慢性前立腺炎(CPPS)への対処と鍼灸治療の考え方
会陰部や骨盤周囲に不快感が続く「慢性前立腺炎(CPPS)」
慢性前立腺炎は、細菌感染が原因のものと、原因がはっきりしない慢性骨盤痛症候群に分けられます。
原因が特定できない不快感に対しては、鍼灸で身体全体を整えることも回復の一助になります。
今回は慢性前立腺炎への対処方法と鍼灸の考え方についてご紹介いたします。
慢性前立腺炎とは
前立腺や骨盤周囲に慢性的な痛みや不快感が続く状態を指します。
急性前立腺炎は主に細菌感染によって起こり、発熱や強い排尿痛を伴うことがあります。
一方で、3か月以上症状が持続する慢性前立腺炎の多くは、検査で明確な原因が見つからないことも少なくありません。

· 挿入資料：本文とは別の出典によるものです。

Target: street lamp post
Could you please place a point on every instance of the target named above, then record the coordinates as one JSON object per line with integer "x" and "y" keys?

そのため「慢性骨盤痛症候群(CPPS)」と呼ばれることもあり、前立腺そのものの炎症だけでなく、骨盤内の筋肉や神経の過敏、血流の変化など複数の要因が関与していると考えられています。
症状
主な症状は会陰部や下腹部、骨盤周囲の痛みや違和感です。
排尿時の不快感、頻尿感、射精時の違和感などを伴うこともあります。
症状には波があり、良い時と悪い時を繰り返す傾向がみられるのも特徴です。
発熱や強い痛みがある場合には、急性炎症や他疾患の可能性も考えられるため、必ず医療機関での評価が必要です。
原因
細菌感染が原因となるものは一部で、多くは明確な原因が特定されていません。
長時間の座位姿勢による骨盤内の血流低下、骨盤底筋の緊張、ストレスによる自律神経の乱れなどが関与している可能性が指摘されています。

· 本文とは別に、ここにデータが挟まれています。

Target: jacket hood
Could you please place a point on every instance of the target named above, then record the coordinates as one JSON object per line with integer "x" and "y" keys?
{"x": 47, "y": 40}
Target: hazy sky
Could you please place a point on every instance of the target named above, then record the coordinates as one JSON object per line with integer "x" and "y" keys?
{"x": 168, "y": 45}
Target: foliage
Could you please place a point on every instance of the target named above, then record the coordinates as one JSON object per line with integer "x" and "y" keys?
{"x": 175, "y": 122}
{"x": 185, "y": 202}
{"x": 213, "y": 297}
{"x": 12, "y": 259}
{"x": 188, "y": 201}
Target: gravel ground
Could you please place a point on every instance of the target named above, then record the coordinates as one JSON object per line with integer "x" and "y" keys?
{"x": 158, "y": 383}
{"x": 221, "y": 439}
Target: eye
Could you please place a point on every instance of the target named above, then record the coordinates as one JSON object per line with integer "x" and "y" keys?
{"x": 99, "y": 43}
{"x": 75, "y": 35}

痛みや不快感が続くことで筋肉がさらに緊張し、症状が慢性化する悪循環が生じることもあります。
治療方法
薬物療法と生活習慣の見直しが中心になります。
抗菌薬(感染が疑われる場合)、消炎鎮痛薬、α遮断薬などが用いられます。
医療的評価で重大な疾患が否定されていることが、慢性症状に向き合う上での前提になります。
鍼灸の効果
鍼灸には、骨盤周囲の筋緊張を緩和して、自律神経のバランスを整える作用があります。
慢性骨盤痛症候群では、骨盤底筋や周囲筋の過緊張、神経の過敏状態が関与していることがあり、全身の緊張を整えることが回復の一助になる場合があります。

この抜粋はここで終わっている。